Du haut d’une des terrasses, dissimulé derrière un arbuste, quelqu’un regardait l’ambassadeur partir. C’était le ministre Panch-Anan.

Il s’était si bien effacé, tenu à l’écart pendant ces jours si doux pour les amants, feignant de s’absorber dans le soin des affaires, pour laisser à la reine toute sa liberté, qu’on l’avait presque oublié ; mais il n’oubliait pas, lui, et le regard dont il accompagnait l’étranger, était gros de haine et de menaces.

Les cavaliers dépassèrent la ville et, piquant leurs montures, galopèrent en silence, cherchant à se dissimuler l’un à l’autre leur désespoir.

Le moment de la séparation vint pourtant, ils s’arrêtèrent, osant à peine se regarder. La princesse, plus courageuse d’ordinaire, semblait à son tour accablée.

— Je ne puis m’empêcher de croire, dit-elle, que la destinée nous garde quelque trahison. Mon œil droit frémit, et j’ai vu tout à l’heure un oiseau fatal voler à notre rencontre. On veut rire des superstitions, ne pas croire aux pressentiments, et pourtant le cœur se glace quand les présages menacent un être cher.

Ourvaci, pâle comme une perle, se taisait.

— Le vrai, le seul malheur, c’est de se quitter, dit Bussy. Il n’en peut être de pire ; l’absence n’est-elle pas sœur de la mort ?
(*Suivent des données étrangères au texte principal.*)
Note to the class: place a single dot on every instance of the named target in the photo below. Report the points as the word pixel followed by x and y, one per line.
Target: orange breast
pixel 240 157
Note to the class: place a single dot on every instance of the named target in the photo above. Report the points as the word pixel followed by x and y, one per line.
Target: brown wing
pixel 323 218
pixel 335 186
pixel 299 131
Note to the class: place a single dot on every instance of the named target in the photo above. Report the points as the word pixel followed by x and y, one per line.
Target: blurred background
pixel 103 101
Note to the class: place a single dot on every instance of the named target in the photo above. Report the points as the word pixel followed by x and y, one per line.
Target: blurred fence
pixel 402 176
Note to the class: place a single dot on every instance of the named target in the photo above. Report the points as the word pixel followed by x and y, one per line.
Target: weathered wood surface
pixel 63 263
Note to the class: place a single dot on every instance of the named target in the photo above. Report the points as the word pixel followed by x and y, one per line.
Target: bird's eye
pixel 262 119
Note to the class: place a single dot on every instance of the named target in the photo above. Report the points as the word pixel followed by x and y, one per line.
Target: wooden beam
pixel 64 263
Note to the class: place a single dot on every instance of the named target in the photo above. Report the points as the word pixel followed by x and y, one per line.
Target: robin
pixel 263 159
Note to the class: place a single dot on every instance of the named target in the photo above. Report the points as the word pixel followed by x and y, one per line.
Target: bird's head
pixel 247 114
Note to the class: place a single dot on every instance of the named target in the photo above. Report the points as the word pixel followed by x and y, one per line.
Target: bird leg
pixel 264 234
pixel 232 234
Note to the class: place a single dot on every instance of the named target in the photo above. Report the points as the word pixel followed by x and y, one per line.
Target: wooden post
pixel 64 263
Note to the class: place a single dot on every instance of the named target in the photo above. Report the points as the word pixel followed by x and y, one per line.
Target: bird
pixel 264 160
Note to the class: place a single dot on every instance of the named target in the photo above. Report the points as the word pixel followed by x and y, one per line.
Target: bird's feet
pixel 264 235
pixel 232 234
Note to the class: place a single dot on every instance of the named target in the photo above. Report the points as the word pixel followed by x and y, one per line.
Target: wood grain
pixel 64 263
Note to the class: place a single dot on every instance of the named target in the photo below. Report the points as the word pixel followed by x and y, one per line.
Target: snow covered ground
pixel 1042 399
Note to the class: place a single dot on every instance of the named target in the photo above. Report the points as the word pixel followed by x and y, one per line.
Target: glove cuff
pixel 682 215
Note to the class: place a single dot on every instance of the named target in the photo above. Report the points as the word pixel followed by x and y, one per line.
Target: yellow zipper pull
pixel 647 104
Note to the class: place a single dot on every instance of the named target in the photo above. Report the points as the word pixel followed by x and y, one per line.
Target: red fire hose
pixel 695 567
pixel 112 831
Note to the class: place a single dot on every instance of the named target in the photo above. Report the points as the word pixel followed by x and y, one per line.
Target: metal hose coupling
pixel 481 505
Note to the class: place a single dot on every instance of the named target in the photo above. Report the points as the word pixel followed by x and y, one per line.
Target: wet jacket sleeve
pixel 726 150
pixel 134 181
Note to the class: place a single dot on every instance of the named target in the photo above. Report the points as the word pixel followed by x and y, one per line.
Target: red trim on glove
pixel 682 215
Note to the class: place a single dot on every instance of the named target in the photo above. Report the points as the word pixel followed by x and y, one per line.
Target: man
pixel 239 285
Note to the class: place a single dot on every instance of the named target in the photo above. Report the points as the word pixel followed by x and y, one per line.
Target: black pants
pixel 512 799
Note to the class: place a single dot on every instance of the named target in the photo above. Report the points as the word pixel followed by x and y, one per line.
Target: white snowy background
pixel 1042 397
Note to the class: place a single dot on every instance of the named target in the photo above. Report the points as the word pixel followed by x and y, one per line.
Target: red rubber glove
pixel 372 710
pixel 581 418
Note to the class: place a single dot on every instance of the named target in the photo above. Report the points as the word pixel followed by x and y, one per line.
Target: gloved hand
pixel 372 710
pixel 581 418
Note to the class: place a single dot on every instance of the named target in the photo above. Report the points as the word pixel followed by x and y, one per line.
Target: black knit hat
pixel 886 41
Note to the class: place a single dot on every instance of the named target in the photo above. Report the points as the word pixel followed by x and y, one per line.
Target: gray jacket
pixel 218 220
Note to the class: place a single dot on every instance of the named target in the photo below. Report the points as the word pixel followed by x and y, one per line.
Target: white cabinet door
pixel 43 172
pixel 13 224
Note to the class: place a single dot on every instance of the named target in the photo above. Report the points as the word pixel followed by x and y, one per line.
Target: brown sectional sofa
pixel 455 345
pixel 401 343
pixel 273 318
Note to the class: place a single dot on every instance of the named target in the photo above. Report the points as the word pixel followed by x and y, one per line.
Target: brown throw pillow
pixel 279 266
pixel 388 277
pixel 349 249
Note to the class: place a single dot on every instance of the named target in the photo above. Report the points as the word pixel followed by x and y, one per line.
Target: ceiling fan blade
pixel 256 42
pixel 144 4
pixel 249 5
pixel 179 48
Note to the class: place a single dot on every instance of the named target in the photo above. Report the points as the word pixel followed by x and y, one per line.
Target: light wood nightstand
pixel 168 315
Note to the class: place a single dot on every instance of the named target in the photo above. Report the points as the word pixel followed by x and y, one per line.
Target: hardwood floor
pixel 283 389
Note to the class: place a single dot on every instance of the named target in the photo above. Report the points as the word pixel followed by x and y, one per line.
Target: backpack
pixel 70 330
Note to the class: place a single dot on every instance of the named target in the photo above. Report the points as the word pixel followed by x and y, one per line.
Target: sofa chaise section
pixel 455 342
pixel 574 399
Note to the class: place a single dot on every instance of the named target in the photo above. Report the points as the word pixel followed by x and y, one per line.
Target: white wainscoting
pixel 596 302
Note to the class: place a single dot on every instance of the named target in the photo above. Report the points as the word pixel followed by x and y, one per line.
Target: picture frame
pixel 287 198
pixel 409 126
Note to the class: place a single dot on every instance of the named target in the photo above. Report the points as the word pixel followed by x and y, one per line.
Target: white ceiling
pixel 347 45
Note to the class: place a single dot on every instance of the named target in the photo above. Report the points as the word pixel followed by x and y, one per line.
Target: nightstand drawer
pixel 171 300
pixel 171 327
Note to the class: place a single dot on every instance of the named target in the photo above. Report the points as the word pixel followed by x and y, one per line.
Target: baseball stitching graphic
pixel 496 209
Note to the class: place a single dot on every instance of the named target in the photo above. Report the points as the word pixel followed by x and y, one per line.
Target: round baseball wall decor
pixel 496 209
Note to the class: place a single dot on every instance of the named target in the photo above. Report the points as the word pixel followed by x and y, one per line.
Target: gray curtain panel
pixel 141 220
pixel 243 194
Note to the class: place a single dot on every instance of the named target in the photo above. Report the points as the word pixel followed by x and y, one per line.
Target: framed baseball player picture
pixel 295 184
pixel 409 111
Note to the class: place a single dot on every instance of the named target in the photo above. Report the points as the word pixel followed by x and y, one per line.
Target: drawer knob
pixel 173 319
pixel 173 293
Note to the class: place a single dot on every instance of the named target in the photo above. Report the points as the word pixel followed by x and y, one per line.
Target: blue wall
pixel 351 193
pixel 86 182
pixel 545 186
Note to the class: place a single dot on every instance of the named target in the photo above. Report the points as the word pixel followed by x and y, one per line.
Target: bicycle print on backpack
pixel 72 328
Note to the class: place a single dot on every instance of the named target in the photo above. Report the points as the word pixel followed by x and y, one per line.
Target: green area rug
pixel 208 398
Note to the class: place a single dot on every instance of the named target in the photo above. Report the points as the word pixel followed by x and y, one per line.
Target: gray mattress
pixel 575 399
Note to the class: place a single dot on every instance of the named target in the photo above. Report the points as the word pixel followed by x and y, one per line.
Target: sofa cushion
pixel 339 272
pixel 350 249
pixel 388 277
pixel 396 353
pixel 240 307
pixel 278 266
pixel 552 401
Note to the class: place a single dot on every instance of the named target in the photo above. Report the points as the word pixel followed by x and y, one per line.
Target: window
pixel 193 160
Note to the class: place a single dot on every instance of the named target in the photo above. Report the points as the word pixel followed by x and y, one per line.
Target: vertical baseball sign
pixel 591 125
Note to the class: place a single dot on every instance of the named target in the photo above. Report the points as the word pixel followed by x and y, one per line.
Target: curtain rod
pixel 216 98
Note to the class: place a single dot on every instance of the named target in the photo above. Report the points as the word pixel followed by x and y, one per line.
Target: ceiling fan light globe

Il leur baisa les mains rapidement.

— Adieu ! cria-t-il en s’enfuyant, je reviendrai.

Mais lorsqu’un mouvement du terrain lui eut masqué la reine, qu’il ne la vit plus en se retournant, une horrible douleur lui tordit le cœur, et, à son tour, il fut frappé par une crainte affreuse, il lui sembla que le vent qui passait lui criait à l’oreille : Tu l’as vue pour la dernière fois.

Il s’arrêta sans souffle, terrifié. Puis tout à coup, s’écria :

— Je ferai mentir cet affreux pressentiment, je ne l’ai pas vue pour la dernière fois.

Et il remonta la pente au galop.

Ourvaci était toujours à la même place, immobile. Elle l’aperçut, courut à lui, et, tandis que leurs chevaux se cabraient, dans une étreinte éperdue, ils échangèrent un baiser plein d’horreur et de délices.